障害者
障害を持つ人々はしばしば社会の主流からはずされる。差別はさまざまな形態をとり、教育の機会を奪うような不公平な差別からもっと巧妙な差別、物理的、社会的障害を設けることによって隔離や孤立を図ることまでさまざまである。社会もまた損害をこうむる。障害を持つ人々の膨大な能力を失うことになり、それは人類を貧しくする。障害についての認識や概念を変えることは、社会のあらゆるレベルでの価値観を変え、理解を深めることを意味する。国連はその創設以来、障害を持つ人々の地位向上を目指し、彼らの生活を改善することに努めてきた。そうした人々の福祉と権利に対する国連の関心は、すべての人間の人権、基本的自由、平等に基づく国連創設の原則に由来するものである。
障害者の平等な機会、処遇、サービスへのアクセスを求めて行った30年に及ぶ権利の擁護と標準設定の努力に続き、総会は2006年、「障害者の権利に関する条約(Convention on the Rights of Persons with Disabilities)」とその「選択議定書(Optional Protocol)」を採択した。
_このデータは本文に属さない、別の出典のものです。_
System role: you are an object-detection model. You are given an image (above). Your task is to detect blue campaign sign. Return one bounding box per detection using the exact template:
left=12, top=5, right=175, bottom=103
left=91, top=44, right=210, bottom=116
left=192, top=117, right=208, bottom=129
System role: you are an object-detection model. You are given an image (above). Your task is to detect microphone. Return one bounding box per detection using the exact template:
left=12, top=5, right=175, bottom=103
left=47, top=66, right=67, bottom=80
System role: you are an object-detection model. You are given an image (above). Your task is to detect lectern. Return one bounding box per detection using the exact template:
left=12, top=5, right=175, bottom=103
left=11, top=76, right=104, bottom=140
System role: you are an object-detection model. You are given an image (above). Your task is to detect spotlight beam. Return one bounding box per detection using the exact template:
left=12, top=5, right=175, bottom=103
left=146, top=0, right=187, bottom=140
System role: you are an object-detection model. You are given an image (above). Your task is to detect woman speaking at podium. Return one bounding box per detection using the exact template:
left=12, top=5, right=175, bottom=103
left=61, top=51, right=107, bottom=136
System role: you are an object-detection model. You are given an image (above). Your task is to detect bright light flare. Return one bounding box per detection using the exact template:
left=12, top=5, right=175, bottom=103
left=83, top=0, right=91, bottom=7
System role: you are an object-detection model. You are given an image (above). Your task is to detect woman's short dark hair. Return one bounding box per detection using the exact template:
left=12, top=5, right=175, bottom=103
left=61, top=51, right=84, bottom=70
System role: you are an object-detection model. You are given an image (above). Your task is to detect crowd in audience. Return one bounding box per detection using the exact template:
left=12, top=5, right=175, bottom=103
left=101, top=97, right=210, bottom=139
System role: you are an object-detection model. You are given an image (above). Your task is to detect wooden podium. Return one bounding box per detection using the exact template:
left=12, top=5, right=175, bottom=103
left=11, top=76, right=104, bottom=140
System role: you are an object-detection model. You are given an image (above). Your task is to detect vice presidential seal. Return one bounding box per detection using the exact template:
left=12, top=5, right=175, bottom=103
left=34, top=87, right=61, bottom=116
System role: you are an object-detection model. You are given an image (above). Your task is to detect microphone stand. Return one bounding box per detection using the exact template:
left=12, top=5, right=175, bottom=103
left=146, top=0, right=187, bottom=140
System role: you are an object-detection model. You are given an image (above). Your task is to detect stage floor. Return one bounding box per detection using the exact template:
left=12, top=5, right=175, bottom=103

条約は、2008年に発効し、障害を持つすべての人々に適用されるあらゆるカテゴリーの人権や基本的自由を成文化している。条約は以下の原則に基づいている。固有の尊厳と個人の自立を尊重すること、差別されないこと、社会に完全かつ効果的に参加し、同時に社会に受け入れられること、人間の多様性の一部として障害者の差異を尊重し、かつ障害者を受け入れること、機会の均等、施設およびサービスの利用を可能にすること、男女の平等、障害のある児童の発達しつつある能力を尊重し、またそのアイデンティティを保持する権利を尊重すること、である。条約はとくに、権利が侵害されてきた領域、保護が強化されなければならない領域、そうした人が権利を行使できるようにするために適応が必要な領域に焦点を当てている。条約は、担当部局や独立監視機構などを通して条約の実施を監視するよう加入国に要請している。
「障害者の権利委員会(Committee on the Rights of Persons with Disabilities)」は、18人の専門家で構成され、条約の実施を監視する。条約の「選択議定書」の下に、締約国は、締約国による条約違反の犠牲者であると主張する個人からの苦情を審議する委員会の権限を認めている。障害者の視点や権利、ニーズを主流化するという標準フレームワークや国際のコミットメントは、2015年の「2030アジェンダ」と2013年に開催された総会の障害と開発に関するハイレベル会議の成果によってさらに強化された。国連システムの中にあっては、DESAが障害者に関するフォーカルポイント(www.un.org/disabilities)となり、また条約の締約国会議の事務局を務める。